初回のテーマは「Our Brain, Our Future」です。日本語では「私たちの脳、私たちの未来」という意味になります。脳の健康を、一人ひとりの将来や社会との関わりから考えるテーマでした。
世界脳の日が7月22日なのはなぜ?
7月22日は、世界神経学連合の設立記念日に当たります。
世界神経学連合は1957年7月22日、ベルギーのブリュッセルで設立されました。各国の神経学に関わる団体を結び、教育や研究の支援、脳と神経に関する知識の普及などに取り組んでいる組織です。
団体の設立日を脳の健康について考える日にする案が生まれ、2014年から毎年の活動として続いています。
そのため、7月22日という日付は脳の機能が発見された日などではなく、世界の神経学をつなぐ団体が誕生した日に由来します。
毎年テーマが変わるのはなぜ?
脳や神経をめぐる課題には、病気への理解、予防、障害のある人への支援、医療を利用できる環境などがあります。
すべてを一度に詳しく取り上げるのは難しいため、世界脳の日では毎年一つのテーマを設定し、その年に広く知ってほしい課題を紹介しています。
これまでには、てんかん、脳卒中、片頭痛、パーキンソン病、多発性硬化症などが選ばれました。近年は「脳の健康と予防」「障害と脳の健康」「あらゆる年齢の脳の健康」のように、特定の病気に限らないテーマも増えています。
年ごとに異なる課題へ目を向ける
片頭痛がテーマの年には、症状への理解や支援が取り上げられます。障害を扱う年には、生活や社会参加を妨げる壁も焦点になります。
毎年テーマを変えることで、脳の健康を病気、予防、支援、社会参加など、異なる角度から知る機会が生まれます。

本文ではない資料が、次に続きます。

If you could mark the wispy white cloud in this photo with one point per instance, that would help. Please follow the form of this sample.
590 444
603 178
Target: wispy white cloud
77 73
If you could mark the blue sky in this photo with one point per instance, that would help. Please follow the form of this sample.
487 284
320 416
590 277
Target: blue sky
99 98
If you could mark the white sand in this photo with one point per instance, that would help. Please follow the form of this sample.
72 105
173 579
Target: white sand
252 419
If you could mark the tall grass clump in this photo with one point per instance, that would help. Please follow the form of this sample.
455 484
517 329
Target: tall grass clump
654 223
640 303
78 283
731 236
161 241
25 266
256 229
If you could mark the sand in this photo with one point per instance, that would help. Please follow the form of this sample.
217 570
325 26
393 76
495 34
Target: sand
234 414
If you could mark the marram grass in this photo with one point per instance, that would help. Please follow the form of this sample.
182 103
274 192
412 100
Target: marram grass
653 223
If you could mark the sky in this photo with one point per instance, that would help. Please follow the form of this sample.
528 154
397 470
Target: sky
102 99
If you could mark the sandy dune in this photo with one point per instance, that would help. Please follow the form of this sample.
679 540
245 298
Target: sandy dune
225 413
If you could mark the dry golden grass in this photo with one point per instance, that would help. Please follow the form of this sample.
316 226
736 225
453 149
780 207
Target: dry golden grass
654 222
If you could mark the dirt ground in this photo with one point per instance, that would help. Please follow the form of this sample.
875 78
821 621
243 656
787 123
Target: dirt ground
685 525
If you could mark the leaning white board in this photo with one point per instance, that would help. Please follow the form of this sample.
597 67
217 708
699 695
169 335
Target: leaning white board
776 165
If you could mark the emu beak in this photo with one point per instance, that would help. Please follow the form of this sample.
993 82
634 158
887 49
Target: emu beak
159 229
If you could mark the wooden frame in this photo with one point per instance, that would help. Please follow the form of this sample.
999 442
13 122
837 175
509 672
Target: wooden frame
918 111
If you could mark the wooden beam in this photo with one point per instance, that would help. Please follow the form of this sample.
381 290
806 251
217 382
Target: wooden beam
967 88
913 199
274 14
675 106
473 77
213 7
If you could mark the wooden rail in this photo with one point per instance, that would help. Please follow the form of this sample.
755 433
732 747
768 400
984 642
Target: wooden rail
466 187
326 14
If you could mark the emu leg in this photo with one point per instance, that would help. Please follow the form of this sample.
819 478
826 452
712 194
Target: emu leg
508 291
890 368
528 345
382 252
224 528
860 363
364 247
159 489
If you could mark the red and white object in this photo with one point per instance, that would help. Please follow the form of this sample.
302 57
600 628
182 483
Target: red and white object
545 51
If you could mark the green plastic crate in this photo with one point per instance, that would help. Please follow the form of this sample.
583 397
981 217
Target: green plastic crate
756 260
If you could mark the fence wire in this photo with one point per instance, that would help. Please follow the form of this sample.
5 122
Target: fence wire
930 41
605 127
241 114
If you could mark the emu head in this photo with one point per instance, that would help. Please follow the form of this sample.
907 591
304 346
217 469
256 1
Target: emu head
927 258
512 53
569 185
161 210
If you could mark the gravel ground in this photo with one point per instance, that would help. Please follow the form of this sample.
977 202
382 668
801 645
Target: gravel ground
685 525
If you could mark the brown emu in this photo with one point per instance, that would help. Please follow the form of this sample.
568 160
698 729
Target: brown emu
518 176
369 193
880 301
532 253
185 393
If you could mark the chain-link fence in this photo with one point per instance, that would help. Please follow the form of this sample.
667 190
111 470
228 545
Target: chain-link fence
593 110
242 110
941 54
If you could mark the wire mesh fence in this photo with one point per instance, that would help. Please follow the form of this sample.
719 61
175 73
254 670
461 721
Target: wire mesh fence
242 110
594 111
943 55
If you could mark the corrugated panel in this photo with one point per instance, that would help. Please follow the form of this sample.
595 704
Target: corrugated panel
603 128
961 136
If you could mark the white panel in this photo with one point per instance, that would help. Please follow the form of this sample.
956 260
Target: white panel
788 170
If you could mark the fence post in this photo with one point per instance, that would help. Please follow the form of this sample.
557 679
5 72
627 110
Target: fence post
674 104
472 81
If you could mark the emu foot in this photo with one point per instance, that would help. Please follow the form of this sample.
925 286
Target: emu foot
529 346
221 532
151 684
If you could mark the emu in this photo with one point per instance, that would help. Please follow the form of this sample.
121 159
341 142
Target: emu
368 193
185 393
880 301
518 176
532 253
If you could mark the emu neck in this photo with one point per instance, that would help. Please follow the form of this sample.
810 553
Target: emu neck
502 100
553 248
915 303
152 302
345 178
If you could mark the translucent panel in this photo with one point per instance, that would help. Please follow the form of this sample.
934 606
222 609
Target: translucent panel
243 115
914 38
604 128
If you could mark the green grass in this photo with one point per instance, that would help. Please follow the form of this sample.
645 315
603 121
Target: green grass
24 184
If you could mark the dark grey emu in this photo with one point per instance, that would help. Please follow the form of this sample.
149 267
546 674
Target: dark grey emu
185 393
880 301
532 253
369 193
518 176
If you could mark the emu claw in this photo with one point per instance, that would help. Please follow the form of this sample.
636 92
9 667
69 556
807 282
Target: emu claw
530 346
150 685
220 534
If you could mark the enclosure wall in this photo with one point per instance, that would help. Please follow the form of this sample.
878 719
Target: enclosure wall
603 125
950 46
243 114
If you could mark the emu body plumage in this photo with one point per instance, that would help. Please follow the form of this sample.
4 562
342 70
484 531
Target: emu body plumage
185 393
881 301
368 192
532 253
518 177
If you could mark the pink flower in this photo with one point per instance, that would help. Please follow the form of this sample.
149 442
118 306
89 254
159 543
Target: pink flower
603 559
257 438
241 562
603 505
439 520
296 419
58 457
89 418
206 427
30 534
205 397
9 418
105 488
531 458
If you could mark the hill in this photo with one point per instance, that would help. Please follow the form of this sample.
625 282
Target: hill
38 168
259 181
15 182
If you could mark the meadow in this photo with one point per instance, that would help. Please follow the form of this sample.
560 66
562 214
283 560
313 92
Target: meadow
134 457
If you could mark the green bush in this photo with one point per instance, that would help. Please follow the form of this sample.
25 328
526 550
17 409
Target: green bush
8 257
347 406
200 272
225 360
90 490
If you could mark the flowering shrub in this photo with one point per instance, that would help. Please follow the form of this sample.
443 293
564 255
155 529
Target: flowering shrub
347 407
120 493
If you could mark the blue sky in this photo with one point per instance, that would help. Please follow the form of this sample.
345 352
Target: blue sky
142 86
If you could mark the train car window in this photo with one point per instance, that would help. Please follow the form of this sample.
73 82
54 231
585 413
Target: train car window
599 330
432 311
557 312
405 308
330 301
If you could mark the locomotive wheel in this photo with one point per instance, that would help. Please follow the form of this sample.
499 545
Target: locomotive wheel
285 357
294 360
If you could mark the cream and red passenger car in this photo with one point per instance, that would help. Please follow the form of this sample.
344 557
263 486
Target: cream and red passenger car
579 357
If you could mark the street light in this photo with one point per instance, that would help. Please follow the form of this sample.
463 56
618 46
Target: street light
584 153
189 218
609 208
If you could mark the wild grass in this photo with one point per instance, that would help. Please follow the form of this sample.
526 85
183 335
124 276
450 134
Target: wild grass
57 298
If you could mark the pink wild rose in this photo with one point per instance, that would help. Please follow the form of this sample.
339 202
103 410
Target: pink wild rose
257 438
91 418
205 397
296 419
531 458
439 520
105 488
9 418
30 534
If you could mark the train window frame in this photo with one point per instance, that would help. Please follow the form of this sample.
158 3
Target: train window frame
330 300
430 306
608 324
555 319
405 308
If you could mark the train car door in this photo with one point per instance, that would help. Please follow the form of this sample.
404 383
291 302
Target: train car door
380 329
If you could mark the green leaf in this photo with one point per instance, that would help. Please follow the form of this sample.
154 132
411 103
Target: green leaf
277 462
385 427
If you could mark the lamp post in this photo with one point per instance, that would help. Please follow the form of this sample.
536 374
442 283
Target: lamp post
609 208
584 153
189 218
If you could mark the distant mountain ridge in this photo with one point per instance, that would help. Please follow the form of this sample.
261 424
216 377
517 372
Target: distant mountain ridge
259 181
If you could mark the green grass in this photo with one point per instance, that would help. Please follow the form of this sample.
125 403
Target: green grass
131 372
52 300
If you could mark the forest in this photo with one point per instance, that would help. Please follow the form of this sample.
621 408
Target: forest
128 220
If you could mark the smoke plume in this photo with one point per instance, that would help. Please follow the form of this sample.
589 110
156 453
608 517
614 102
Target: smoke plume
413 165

過去のテーマを見比べると、その時代にどのような課題を広く伝えようとしていたのかも読み取れます。同じ7月22日でも、年によって注目する内容が違う点が、世界脳の日の特徴です。
2026年のテーマは脳の健康へのアクセス
2026年のテーマは「Brain Health: Access for All」です。日本語では「脳の健康へのアクセスをすべての人に」という趣旨になります。
医療や科学が進歩しても、誰もが同じように診察や支援を受けられるとは限りません。費用、専門家の不足、長い待ち時間、住んでいる地域、周囲の偏見などが、必要なサービスへたどり着く妨げになることがあります。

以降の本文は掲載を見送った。